Last year, while on a plane during our holiday in Cambodia and Vietnam, a woman was telling me a friend she knew was keen on writing her own story, a bio if you like, of her life growing up blind. I remember thinking months later I wonder how she was getting on and whether she had even made a start. I also wondered what barriers might she be facing to achieve her goal.
By chance recently Virginia Grenier, Award winning Author and Editor, and Founder and Partner of The World of Ink Network, was introducing Traci McDonald a blind author, through World of Ink Virtual Tour debuting her romantic suspense Novel , Killing Casanova. Again I wondered after interviewing Traci, apart from all the usual ups and downs writers’ face, what would be her one main barrier or battle she faces, that maybe we may take for granted. Well, I was told Traci tells it like it is, and feely offers any insight to her world. Seems I caught her at just the right time…. Here’s Traci…
Winning the War
Today, I am in the trenches. I am getting down and dirty under the computer desk, and trying to figure out why my speakers are not speaking to me. Yesterday, my Speech-to-Text Program and I engaged in hand to hand combat over which one of us would write e-mail. I won that one; probably the reason he is refusing to speak to me today.
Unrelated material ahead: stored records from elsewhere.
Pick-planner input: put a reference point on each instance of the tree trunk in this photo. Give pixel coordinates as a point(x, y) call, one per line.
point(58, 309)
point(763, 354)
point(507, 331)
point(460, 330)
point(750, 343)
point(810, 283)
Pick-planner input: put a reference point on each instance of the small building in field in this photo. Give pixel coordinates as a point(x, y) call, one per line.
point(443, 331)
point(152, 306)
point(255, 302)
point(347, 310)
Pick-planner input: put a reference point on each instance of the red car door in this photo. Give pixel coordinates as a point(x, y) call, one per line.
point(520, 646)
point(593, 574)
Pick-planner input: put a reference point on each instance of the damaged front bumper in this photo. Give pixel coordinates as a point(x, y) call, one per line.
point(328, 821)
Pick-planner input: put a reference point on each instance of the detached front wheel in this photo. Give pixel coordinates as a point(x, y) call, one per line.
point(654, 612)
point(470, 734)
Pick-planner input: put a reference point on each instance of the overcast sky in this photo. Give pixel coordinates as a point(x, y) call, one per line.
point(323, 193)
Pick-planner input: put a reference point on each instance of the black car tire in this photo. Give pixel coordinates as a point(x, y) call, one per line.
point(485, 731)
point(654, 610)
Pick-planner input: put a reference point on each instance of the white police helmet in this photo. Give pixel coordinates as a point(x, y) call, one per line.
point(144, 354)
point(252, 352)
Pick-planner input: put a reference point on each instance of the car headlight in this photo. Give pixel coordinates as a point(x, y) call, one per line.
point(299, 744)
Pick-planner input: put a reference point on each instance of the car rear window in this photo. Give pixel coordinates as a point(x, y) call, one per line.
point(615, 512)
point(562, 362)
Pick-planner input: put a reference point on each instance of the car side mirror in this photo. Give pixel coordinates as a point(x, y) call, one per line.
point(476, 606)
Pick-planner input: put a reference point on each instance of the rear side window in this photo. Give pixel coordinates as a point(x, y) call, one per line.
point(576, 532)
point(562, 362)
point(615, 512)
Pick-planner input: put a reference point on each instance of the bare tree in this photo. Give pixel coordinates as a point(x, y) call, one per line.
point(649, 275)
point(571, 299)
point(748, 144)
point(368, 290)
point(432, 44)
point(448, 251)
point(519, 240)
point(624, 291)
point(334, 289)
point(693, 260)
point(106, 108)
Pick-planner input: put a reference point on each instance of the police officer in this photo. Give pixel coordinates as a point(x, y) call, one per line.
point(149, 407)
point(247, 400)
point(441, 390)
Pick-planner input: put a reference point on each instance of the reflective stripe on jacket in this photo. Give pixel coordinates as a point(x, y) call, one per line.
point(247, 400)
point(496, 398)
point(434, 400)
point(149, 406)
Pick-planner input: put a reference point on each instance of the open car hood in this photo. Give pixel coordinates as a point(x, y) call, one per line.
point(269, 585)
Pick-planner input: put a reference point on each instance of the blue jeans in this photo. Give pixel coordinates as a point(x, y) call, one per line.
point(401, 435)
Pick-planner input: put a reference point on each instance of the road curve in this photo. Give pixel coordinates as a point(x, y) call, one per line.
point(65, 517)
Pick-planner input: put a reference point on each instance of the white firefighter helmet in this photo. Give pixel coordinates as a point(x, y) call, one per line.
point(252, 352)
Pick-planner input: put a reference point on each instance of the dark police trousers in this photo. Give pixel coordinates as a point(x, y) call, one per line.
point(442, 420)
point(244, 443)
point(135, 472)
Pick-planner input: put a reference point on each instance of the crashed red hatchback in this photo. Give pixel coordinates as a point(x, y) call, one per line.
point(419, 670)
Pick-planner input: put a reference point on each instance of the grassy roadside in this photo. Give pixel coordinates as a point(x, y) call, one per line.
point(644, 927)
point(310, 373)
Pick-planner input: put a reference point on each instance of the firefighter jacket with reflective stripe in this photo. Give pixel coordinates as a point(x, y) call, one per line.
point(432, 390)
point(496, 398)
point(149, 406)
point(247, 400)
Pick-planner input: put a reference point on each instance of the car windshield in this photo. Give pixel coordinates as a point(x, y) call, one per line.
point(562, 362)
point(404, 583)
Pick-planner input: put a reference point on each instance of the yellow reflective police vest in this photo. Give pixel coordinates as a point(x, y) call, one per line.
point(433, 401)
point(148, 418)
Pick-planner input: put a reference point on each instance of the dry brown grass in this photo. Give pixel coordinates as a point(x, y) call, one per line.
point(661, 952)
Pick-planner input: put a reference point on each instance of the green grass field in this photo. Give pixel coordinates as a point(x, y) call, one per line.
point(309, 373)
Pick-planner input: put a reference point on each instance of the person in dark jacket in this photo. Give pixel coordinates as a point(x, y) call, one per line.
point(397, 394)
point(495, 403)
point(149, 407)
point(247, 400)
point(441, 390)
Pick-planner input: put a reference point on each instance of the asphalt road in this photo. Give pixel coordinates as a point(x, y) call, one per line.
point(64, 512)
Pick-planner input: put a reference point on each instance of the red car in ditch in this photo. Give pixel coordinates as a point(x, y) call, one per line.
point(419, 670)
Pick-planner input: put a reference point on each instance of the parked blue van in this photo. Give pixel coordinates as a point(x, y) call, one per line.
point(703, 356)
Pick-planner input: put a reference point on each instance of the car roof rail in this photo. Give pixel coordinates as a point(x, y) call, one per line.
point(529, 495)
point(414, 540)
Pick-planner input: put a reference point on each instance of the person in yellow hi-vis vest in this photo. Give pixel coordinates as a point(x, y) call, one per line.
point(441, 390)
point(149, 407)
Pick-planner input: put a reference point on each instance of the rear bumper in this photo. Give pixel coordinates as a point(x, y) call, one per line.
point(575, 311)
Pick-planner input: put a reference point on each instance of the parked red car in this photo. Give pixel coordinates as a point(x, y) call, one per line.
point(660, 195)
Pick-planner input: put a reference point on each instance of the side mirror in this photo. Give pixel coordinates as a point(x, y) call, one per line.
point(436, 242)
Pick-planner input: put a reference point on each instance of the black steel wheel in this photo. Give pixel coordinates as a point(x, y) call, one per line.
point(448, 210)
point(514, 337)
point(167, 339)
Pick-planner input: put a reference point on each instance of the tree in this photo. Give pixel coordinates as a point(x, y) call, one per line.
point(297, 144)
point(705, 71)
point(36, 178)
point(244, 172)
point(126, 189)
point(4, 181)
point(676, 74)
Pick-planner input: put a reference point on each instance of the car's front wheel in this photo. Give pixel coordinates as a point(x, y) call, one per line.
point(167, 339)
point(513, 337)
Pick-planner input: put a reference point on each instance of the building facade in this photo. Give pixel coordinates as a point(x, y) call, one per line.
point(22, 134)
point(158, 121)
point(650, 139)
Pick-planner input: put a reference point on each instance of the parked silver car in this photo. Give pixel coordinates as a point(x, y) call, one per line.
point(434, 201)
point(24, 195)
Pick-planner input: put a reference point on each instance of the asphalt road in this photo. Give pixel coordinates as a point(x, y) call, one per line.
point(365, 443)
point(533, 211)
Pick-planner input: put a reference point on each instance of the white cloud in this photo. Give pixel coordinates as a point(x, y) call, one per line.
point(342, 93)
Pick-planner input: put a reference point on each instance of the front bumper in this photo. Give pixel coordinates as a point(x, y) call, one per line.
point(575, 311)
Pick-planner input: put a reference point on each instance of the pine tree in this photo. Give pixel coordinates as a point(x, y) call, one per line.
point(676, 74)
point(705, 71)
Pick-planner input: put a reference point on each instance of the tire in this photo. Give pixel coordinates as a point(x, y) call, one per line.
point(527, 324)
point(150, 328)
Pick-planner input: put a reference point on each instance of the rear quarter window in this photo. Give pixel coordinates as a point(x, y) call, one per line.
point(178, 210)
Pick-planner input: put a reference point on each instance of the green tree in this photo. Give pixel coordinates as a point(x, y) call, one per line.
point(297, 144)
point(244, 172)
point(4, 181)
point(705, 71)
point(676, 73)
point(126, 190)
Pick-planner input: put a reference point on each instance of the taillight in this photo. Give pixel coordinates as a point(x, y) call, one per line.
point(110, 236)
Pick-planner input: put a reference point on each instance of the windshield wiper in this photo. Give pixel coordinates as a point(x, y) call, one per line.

Like most relationships; my computer and I are either the best of friends, or mortal enemies. I either love the fact that I can write and he will read me what I have written, or I hate the annoying drone of his emotionless digital voice. When he doesn’t talk, I panic, but I wish he would read my stories with all of the passion and emotion I put into them. I love to hear him tell me there is no grammar or spelling errors, but I hate the sound of his voice informing me the twelve page chapter I just finished “Cannot be found.”
I am, however, completely reliant on his good nature and desire to be helpful. Without my talking computer I am just a blind woman scribbling unreadable sentences in notebooks. At times I forget to be grateful for his ability to speak every word or letter I type. I take for granted, it is this piece of machinery that makes it possible for me to stay in touch with the writing world, post on my blog, answer e-mails etc. etc.
The hardest part of writing is being reliant on technology to do it. I am at the computers beck and call. If the internet is down, or the machine is overloaded, Text-to-Speech capabilities are useless. I can take verbal notes on my hand held recorder. I can get a sighted person to try and help me. I can pound my keyboard in frustration and hope the computer will take the hint. In the end…I have to keep fighting the battles. No matter what task one takes on in life, if it’s worthwhile, it’s a battle. Sometimes I fight it from moment to moment, sometimes from year to year. The battle continues to rage, with or without my heart in the fight. The biggest challenge for me is to keep fighting. So, when the computer and I don’t get along, or my story drags and the monotone, digital voice just makes it sound worse; I keep going. It is having the will to never give up that wins the war.